Les opérateurs œuvrant dans le domaine de la banque font partie des secteurs qui investissent le plus dans les NTIC. Une étude Gartner fait état de 396 milliards de dollars d’investissement dans le monde, en 2010. Les cybercriminels ont trouvé dans les DAB (Distributeur Automatique de Billets) une nouvelle façon de perpétrer un crime.
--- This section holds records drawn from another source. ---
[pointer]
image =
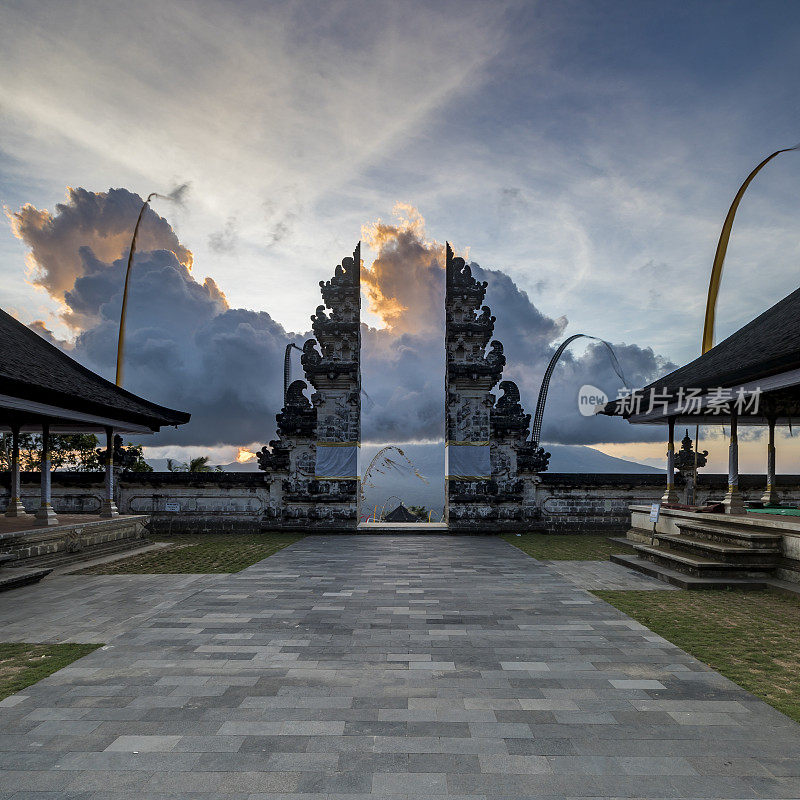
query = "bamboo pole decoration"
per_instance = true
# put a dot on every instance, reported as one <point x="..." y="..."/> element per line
<point x="121" y="340"/>
<point x="722" y="248"/>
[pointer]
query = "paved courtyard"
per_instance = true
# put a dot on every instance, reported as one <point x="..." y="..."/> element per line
<point x="376" y="666"/>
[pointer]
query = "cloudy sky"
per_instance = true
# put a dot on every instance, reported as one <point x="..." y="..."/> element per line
<point x="583" y="154"/>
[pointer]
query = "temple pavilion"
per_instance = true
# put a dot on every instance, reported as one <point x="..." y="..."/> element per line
<point x="44" y="391"/>
<point x="752" y="378"/>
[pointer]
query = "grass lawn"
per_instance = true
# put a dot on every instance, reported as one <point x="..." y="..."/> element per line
<point x="22" y="664"/>
<point x="750" y="637"/>
<point x="570" y="547"/>
<point x="200" y="554"/>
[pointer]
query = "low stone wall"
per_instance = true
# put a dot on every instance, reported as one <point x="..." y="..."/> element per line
<point x="246" y="501"/>
<point x="78" y="538"/>
<point x="599" y="503"/>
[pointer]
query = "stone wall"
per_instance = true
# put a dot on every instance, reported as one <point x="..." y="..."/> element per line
<point x="246" y="501"/>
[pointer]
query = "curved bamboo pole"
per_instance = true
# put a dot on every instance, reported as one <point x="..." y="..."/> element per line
<point x="722" y="248"/>
<point x="121" y="339"/>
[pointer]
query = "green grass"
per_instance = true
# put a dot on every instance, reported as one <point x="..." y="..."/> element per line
<point x="571" y="547"/>
<point x="199" y="554"/>
<point x="750" y="637"/>
<point x="23" y="664"/>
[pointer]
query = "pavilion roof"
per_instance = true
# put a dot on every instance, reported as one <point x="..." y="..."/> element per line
<point x="35" y="374"/>
<point x="764" y="353"/>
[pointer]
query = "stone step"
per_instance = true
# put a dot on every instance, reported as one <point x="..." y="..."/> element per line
<point x="696" y="565"/>
<point x="681" y="579"/>
<point x="14" y="577"/>
<point x="754" y="538"/>
<point x="62" y="558"/>
<point x="730" y="554"/>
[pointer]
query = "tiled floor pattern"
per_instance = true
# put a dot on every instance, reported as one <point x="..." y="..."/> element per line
<point x="362" y="667"/>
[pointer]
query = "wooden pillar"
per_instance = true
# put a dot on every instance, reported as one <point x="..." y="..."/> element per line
<point x="670" y="495"/>
<point x="45" y="512"/>
<point x="108" y="509"/>
<point x="15" y="507"/>
<point x="733" y="499"/>
<point x="770" y="497"/>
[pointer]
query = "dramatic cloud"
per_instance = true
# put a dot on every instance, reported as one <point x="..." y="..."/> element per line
<point x="403" y="363"/>
<point x="98" y="220"/>
<point x="186" y="348"/>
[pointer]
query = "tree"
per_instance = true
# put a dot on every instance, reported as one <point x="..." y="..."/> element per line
<point x="200" y="464"/>
<point x="137" y="462"/>
<point x="420" y="512"/>
<point x="75" y="451"/>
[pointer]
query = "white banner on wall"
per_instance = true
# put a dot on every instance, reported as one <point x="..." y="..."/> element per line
<point x="467" y="461"/>
<point x="337" y="461"/>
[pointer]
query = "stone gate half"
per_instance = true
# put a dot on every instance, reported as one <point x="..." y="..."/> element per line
<point x="490" y="466"/>
<point x="313" y="463"/>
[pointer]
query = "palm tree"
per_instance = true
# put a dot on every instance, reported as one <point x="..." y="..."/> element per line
<point x="199" y="464"/>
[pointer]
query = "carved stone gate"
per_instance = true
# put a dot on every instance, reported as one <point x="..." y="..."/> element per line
<point x="490" y="466"/>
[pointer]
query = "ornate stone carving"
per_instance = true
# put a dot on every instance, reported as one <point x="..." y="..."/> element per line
<point x="331" y="363"/>
<point x="475" y="364"/>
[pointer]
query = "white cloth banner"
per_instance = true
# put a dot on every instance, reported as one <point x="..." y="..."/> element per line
<point x="467" y="461"/>
<point x="337" y="461"/>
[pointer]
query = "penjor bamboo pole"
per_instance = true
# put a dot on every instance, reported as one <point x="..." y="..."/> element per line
<point x="131" y="251"/>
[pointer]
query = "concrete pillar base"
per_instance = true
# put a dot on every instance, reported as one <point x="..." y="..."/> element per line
<point x="733" y="501"/>
<point x="47" y="515"/>
<point x="108" y="509"/>
<point x="15" y="508"/>
<point x="770" y="497"/>
<point x="670" y="496"/>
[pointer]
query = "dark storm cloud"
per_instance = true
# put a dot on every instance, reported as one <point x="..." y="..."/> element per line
<point x="102" y="221"/>
<point x="186" y="348"/>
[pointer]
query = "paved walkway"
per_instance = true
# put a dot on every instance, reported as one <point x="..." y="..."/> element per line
<point x="419" y="667"/>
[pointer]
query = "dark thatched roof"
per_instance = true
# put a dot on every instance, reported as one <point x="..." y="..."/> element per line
<point x="32" y="369"/>
<point x="767" y="346"/>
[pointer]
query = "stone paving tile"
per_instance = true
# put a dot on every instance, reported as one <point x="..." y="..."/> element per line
<point x="358" y="667"/>
<point x="605" y="575"/>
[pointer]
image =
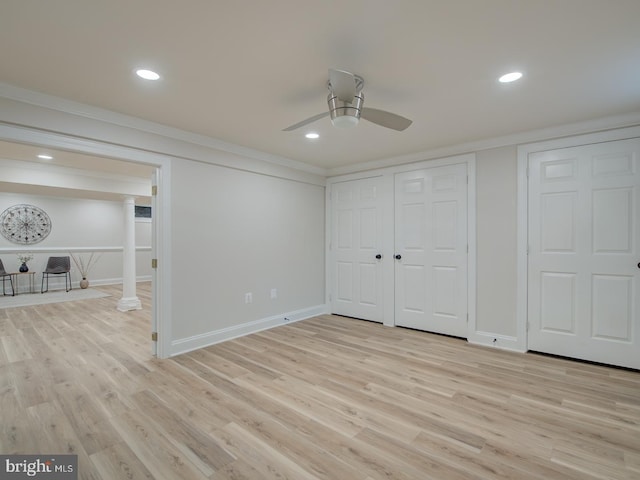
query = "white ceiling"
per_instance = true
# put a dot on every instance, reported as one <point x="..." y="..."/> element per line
<point x="240" y="71"/>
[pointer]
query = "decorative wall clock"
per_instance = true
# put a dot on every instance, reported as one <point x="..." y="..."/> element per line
<point x="25" y="224"/>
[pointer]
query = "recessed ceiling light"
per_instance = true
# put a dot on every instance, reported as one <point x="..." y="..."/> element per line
<point x="147" y="74"/>
<point x="510" y="77"/>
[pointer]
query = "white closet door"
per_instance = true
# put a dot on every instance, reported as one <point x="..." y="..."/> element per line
<point x="431" y="241"/>
<point x="584" y="249"/>
<point x="357" y="237"/>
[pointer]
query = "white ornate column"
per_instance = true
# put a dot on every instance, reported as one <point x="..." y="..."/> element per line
<point x="129" y="300"/>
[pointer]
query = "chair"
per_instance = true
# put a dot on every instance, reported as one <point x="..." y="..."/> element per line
<point x="4" y="275"/>
<point x="57" y="266"/>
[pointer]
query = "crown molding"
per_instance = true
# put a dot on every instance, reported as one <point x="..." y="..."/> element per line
<point x="549" y="133"/>
<point x="95" y="113"/>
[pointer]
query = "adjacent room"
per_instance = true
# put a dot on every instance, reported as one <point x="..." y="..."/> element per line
<point x="331" y="240"/>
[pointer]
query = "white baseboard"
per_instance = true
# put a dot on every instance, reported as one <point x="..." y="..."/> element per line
<point x="502" y="342"/>
<point x="189" y="344"/>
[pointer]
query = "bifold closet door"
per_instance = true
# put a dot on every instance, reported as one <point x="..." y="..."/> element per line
<point x="584" y="252"/>
<point x="356" y="249"/>
<point x="431" y="249"/>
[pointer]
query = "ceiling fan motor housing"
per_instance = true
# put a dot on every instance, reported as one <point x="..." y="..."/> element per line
<point x="345" y="114"/>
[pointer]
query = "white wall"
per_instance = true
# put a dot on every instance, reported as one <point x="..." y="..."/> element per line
<point x="81" y="226"/>
<point x="237" y="232"/>
<point x="496" y="196"/>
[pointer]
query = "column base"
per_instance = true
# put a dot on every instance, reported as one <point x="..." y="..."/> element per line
<point x="129" y="303"/>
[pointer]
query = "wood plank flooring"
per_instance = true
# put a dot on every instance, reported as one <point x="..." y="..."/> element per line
<point x="326" y="398"/>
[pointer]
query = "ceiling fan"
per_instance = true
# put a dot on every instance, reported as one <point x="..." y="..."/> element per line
<point x="345" y="105"/>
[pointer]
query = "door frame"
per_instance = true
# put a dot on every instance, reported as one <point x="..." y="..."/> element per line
<point x="388" y="176"/>
<point x="522" y="320"/>
<point x="162" y="218"/>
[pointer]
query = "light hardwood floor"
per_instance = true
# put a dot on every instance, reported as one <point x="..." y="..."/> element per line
<point x="326" y="398"/>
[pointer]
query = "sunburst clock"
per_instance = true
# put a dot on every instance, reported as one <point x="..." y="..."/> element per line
<point x="25" y="224"/>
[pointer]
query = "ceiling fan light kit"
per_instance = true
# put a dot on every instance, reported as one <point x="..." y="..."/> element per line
<point x="345" y="114"/>
<point x="346" y="101"/>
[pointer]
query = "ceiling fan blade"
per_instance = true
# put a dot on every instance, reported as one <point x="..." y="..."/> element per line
<point x="343" y="84"/>
<point x="385" y="119"/>
<point x="306" y="122"/>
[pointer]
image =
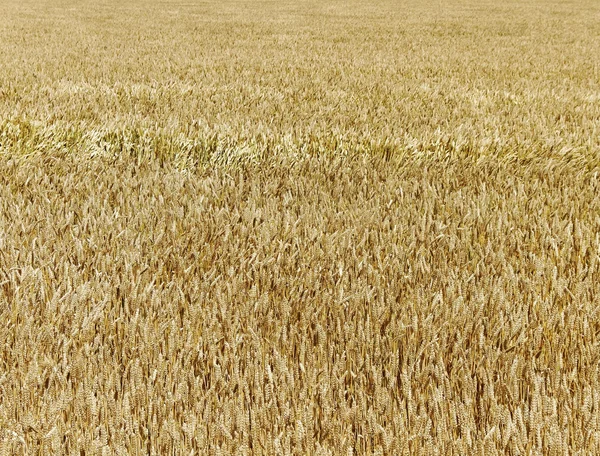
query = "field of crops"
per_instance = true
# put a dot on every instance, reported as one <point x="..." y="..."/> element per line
<point x="286" y="228"/>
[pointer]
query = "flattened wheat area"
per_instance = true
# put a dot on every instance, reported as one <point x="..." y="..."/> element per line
<point x="299" y="228"/>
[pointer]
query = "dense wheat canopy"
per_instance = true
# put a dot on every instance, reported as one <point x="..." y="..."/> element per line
<point x="275" y="228"/>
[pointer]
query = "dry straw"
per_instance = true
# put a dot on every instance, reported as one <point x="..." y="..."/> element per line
<point x="308" y="228"/>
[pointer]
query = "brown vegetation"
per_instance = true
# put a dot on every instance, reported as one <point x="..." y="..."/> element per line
<point x="304" y="228"/>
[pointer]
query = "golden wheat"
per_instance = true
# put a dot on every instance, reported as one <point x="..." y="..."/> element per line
<point x="299" y="228"/>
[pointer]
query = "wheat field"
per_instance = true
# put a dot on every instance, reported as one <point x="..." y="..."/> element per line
<point x="294" y="228"/>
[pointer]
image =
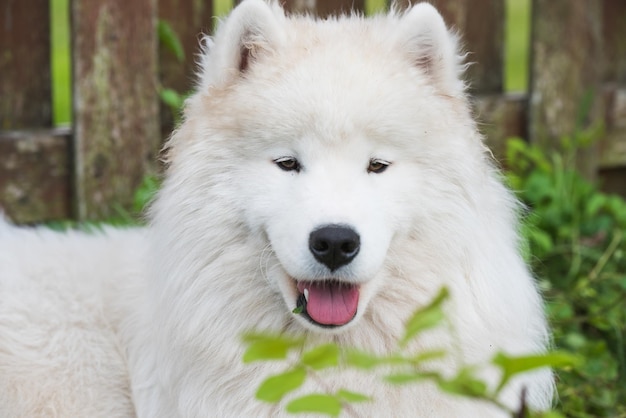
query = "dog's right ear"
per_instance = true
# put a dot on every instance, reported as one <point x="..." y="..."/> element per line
<point x="253" y="28"/>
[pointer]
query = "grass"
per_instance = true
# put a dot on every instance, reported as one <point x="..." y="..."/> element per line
<point x="516" y="50"/>
<point x="517" y="41"/>
<point x="61" y="64"/>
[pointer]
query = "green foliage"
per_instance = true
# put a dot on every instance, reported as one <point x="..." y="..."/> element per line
<point x="576" y="235"/>
<point x="170" y="40"/>
<point x="400" y="367"/>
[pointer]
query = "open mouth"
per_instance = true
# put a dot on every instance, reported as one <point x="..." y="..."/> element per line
<point x="327" y="303"/>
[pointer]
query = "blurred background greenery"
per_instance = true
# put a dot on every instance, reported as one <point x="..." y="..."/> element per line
<point x="516" y="50"/>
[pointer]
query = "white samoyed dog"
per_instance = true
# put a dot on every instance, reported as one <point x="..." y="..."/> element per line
<point x="331" y="164"/>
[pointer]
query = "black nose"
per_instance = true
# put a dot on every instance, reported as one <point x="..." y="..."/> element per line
<point x="334" y="245"/>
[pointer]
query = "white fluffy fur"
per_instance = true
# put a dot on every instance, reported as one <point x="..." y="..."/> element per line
<point x="150" y="321"/>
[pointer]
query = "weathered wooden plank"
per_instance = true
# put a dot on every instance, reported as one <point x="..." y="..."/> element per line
<point x="115" y="101"/>
<point x="481" y="26"/>
<point x="35" y="175"/>
<point x="614" y="39"/>
<point x="501" y="117"/>
<point x="25" y="97"/>
<point x="324" y="8"/>
<point x="566" y="95"/>
<point x="613" y="145"/>
<point x="190" y="20"/>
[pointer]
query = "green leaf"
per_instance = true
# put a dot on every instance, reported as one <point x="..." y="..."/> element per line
<point x="170" y="40"/>
<point x="512" y="366"/>
<point x="352" y="397"/>
<point x="316" y="403"/>
<point x="172" y="98"/>
<point x="321" y="357"/>
<point x="268" y="347"/>
<point x="275" y="387"/>
<point x="426" y="317"/>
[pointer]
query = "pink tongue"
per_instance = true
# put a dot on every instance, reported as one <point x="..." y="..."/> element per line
<point x="331" y="303"/>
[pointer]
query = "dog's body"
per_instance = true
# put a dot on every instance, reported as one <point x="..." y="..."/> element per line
<point x="336" y="159"/>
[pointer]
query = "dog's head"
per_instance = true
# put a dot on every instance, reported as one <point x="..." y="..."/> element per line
<point x="330" y="129"/>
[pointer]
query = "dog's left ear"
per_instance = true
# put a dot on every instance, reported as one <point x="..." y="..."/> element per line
<point x="253" y="28"/>
<point x="431" y="47"/>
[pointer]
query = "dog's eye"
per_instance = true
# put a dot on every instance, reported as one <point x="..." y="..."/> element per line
<point x="377" y="166"/>
<point x="288" y="164"/>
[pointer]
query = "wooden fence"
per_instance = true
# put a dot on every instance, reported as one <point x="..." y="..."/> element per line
<point x="578" y="51"/>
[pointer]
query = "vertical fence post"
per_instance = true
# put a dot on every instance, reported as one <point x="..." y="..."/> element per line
<point x="34" y="178"/>
<point x="566" y="71"/>
<point x="189" y="19"/>
<point x="25" y="97"/>
<point x="116" y="120"/>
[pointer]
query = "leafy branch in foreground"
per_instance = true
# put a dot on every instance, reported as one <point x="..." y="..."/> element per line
<point x="399" y="368"/>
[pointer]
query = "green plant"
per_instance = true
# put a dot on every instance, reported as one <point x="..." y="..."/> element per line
<point x="576" y="238"/>
<point x="399" y="368"/>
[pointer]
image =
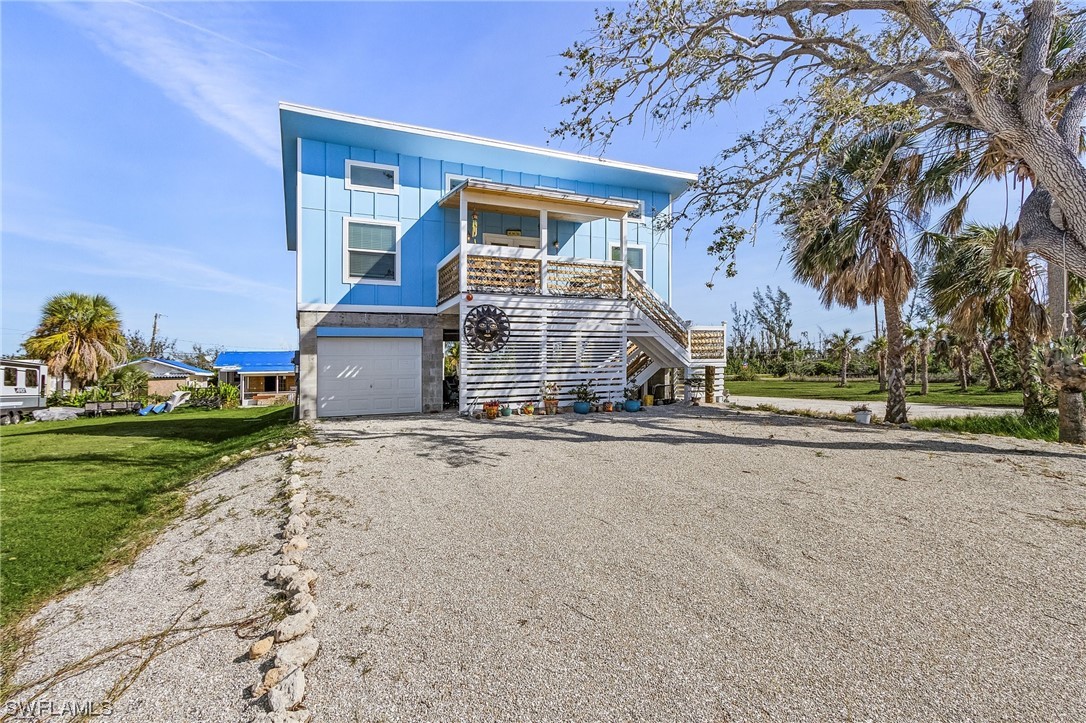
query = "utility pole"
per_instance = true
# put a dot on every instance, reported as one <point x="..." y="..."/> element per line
<point x="154" y="333"/>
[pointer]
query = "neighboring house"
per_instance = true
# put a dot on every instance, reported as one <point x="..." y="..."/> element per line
<point x="165" y="376"/>
<point x="263" y="377"/>
<point x="404" y="236"/>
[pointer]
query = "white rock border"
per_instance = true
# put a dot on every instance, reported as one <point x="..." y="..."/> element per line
<point x="290" y="641"/>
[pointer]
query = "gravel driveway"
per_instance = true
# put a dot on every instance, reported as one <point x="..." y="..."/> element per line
<point x="694" y="565"/>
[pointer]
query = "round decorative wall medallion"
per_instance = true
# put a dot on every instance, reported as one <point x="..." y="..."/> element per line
<point x="487" y="328"/>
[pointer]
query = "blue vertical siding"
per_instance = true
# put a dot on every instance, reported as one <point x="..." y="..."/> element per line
<point x="428" y="233"/>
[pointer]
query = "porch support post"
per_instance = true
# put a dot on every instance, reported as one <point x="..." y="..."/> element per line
<point x="464" y="388"/>
<point x="545" y="244"/>
<point x="622" y="229"/>
<point x="464" y="241"/>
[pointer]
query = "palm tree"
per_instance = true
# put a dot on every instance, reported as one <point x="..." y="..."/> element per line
<point x="78" y="335"/>
<point x="956" y="350"/>
<point x="984" y="282"/>
<point x="924" y="338"/>
<point x="842" y="346"/>
<point x="848" y="233"/>
<point x="878" y="349"/>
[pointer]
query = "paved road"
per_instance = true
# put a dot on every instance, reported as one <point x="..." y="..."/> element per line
<point x="693" y="565"/>
<point x="841" y="407"/>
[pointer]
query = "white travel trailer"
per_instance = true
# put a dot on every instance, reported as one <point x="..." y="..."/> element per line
<point x="24" y="389"/>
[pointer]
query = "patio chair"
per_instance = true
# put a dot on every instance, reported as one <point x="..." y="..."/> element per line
<point x="176" y="400"/>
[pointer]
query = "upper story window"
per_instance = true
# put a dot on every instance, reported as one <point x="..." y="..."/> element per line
<point x="638" y="214"/>
<point x="634" y="257"/>
<point x="377" y="177"/>
<point x="452" y="180"/>
<point x="370" y="251"/>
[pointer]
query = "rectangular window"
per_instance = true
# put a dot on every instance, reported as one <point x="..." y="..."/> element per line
<point x="370" y="251"/>
<point x="638" y="214"/>
<point x="634" y="257"/>
<point x="377" y="177"/>
<point x="452" y="180"/>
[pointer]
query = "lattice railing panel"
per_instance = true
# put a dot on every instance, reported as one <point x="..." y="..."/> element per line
<point x="589" y="280"/>
<point x="502" y="275"/>
<point x="708" y="343"/>
<point x="449" y="279"/>
<point x="656" y="309"/>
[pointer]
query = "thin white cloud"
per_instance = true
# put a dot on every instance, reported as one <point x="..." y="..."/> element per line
<point x="108" y="251"/>
<point x="224" y="81"/>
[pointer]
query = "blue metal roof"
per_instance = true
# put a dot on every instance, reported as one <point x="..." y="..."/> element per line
<point x="299" y="122"/>
<point x="256" y="362"/>
<point x="173" y="363"/>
Vols d’informations par skimmer, par faux clavier ou par mini-caméra

Les cybercriminels n’ont pas fini d’inventer pour voler : récemment, l’équipe de sécurité de l’European ATM Security Team a révélé un nouveau skimmer, un système matériel destiné à voler des données bancaires à partir de distributeurs de billets. Il s’agit d’un lecteur de carte bancaire pirate, ayant pour mission de copier et d’enregistrer toutes les informations contenues dans une carte bancaire.

Une autre manifestation de crime sur les DAB consiste à disposer un faux clavier sur les DAB, afin d’enregistrer les données d’une carte bancaire. Quelquefois, les cybercriminels se servent d’une minuscule caméra fixée sur la barre des billets pour enregistrer les informations. Ces données volées sont parfois mises sur le marché noir des informations et vendues à des prix modiques, elles vont permettre de cloner des cartes bancaires qui, à leur tour, vont être utilisées pour faire des achats frauduleux.

Néanmoins, le premier rapport de la Banque Centrale Européenne (BCE) conclut que la fraude sur DAB par carte est en baisse depuis 2007, et que la sécurité des transactions bancaires est fortement accrue par l’avancée des technologies.